Early PMV has not been shown to be universally successful in preventing AF. In the present study, nearly 40 % of the SR group presented with AF at their final visit after successful PMV, which may be explained by the complex nature of AF in MS. Therefore, the optimal timing of PMV remains controversial for asymptomatic patients with significant MS and SR. Nonetheless, our data indicate the possibility that performing PMV before the onset of AF provides long-term clinical benefit through a complex mechanism other than maintaining SR. Moreover, patients with SR are associated with fewer symptoms compared with those with AF, as demonstrated in our data.
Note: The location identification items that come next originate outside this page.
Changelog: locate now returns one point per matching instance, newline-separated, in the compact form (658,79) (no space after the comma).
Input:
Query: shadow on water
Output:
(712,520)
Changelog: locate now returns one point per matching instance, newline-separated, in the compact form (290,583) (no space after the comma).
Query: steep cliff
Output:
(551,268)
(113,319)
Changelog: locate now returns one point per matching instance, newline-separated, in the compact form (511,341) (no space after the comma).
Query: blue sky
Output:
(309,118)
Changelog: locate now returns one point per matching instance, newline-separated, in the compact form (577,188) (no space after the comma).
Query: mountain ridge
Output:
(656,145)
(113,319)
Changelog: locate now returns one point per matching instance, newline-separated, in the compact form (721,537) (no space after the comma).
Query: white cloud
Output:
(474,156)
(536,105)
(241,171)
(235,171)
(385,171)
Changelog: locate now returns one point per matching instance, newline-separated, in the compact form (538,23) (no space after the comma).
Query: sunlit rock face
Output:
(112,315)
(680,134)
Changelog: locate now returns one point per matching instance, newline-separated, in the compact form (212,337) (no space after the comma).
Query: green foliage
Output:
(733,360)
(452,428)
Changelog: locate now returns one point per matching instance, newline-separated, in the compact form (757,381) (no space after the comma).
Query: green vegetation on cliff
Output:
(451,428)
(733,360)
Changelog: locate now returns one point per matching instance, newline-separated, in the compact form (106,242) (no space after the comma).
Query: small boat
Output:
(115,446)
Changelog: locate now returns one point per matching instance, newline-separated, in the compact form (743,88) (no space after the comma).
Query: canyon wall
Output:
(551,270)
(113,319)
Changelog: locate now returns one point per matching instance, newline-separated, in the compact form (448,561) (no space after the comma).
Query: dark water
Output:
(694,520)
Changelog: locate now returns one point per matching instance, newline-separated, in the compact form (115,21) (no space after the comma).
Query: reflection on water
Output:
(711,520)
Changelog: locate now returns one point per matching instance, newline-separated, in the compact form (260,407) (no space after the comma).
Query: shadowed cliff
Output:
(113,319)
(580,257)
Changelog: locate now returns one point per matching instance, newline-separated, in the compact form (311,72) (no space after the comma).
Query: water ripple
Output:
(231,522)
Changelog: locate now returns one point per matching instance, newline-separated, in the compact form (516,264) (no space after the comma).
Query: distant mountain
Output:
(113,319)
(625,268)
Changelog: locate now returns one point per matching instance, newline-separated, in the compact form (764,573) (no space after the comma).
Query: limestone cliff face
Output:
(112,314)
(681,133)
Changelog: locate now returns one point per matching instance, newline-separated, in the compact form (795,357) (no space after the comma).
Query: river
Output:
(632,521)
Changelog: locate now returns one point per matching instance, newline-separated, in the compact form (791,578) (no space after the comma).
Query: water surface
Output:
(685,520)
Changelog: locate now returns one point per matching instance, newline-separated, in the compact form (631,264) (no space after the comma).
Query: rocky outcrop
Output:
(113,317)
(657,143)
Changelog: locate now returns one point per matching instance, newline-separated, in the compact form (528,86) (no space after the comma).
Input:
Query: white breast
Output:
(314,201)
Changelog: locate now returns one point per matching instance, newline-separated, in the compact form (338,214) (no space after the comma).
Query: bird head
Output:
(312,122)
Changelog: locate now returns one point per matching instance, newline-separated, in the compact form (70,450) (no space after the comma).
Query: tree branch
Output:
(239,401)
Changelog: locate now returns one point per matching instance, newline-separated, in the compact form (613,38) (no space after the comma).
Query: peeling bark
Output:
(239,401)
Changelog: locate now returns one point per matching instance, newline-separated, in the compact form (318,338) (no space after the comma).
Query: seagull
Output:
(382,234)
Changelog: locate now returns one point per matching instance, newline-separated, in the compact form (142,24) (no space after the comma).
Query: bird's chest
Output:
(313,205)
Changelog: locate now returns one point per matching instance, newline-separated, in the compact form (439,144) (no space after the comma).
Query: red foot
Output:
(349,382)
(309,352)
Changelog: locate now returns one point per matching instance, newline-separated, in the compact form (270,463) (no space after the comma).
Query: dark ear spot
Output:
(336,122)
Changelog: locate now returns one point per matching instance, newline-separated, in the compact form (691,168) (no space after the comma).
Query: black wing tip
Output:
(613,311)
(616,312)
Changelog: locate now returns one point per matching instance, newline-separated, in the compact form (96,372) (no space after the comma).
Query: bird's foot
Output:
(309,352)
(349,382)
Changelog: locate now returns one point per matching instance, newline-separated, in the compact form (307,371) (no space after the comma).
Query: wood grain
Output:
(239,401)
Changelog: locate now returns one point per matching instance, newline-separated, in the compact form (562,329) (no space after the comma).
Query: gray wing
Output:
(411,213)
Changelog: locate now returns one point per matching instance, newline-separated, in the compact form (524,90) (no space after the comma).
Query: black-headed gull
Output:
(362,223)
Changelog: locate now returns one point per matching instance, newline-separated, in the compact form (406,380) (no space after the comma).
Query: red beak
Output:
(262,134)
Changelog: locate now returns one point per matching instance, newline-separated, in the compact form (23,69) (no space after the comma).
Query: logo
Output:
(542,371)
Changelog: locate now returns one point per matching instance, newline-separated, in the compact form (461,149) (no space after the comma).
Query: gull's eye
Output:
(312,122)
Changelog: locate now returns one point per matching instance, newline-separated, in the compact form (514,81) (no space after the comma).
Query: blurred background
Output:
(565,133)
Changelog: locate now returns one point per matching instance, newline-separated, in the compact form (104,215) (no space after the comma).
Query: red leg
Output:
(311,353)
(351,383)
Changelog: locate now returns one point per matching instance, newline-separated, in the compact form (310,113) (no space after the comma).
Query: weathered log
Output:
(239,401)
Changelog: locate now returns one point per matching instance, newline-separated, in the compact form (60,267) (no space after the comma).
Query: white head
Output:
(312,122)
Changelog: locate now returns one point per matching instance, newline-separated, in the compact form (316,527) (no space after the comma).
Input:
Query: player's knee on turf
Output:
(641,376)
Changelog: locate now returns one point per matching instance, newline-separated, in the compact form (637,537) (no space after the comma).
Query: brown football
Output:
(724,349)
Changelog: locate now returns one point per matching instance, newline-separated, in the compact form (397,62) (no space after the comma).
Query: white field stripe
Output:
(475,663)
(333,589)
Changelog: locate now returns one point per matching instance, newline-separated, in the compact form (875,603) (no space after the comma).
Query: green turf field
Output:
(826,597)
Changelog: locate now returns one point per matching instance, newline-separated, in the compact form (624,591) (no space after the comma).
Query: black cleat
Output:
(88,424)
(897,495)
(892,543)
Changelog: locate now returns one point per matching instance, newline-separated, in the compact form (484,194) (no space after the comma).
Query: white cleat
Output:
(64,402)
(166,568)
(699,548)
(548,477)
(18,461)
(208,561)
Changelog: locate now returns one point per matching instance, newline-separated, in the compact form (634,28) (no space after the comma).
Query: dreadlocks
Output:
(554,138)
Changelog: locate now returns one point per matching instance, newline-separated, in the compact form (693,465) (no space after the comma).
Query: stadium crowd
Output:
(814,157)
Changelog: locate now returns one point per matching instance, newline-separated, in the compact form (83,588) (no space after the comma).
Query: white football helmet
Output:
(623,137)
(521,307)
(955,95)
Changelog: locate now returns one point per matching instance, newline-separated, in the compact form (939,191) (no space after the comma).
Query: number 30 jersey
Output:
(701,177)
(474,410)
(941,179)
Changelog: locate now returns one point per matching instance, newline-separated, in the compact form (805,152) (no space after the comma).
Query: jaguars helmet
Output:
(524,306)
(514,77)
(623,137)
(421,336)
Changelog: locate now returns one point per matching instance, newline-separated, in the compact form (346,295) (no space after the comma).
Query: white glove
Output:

However, early intervention should be considered for SR patients with moderate MS and minimal symptoms, instead of watchful waiting for worsening of symptoms or developing a new-onset AF. A study that supports these recommendations found that in asymptomatic patients with moderate MS and favorable valve morphology, the estimated actuarial 11-year event-free survival rate was 89 % in the PMV group and 69 % in the conventional management group (p < 0.001), suggesting that the clinical benefits of early PMV may outweigh the risk associated with early intervention [24]. Prospective randomized trials are required to confirm the efficacy of early PMV.

Study limitations

There were a few limitations in this study. First, this is a retrospective study of the records of a small number of patients from a single institution. Similar to other developed countries, the number of patients in Japan with MS requiring PMV is decreasing, along with the decline of the incidence of rheumatic heart disease [25]. In contrast, there are an increasing number of patients who require repeat treatment after undergoing PMV or surgical mitral commissurotomy. Therefore, we did not exclude such patients from our study. Second, we demonstrated that 59 % of the SR group had AF at the final visit after successful PMV. Further, we did not conduct a systematic study of the differences between persistent SR patients and those with new-onset post-procedural patients with AF, although the latter have some associations with prognosis or clinical events. However, defining patients with consistent SR is not trivial, because they can present with subclinical, transient AF. Further prospective randomized studies are required to confirm our results.

Conclusions

PMV is a useful palliative procedure with excellent long-term results. Patients with AF were significantly associated with worse symptoms and higher event rates after undergoing successful PMV compared with those with SR. Patients with AF should be followed carefully for an extended time after successful PMV. Moreover, appropriate management of AF in patients undergoing PMV for MS may represent an important next step to alleviate symptoms or improve clinical outcomes.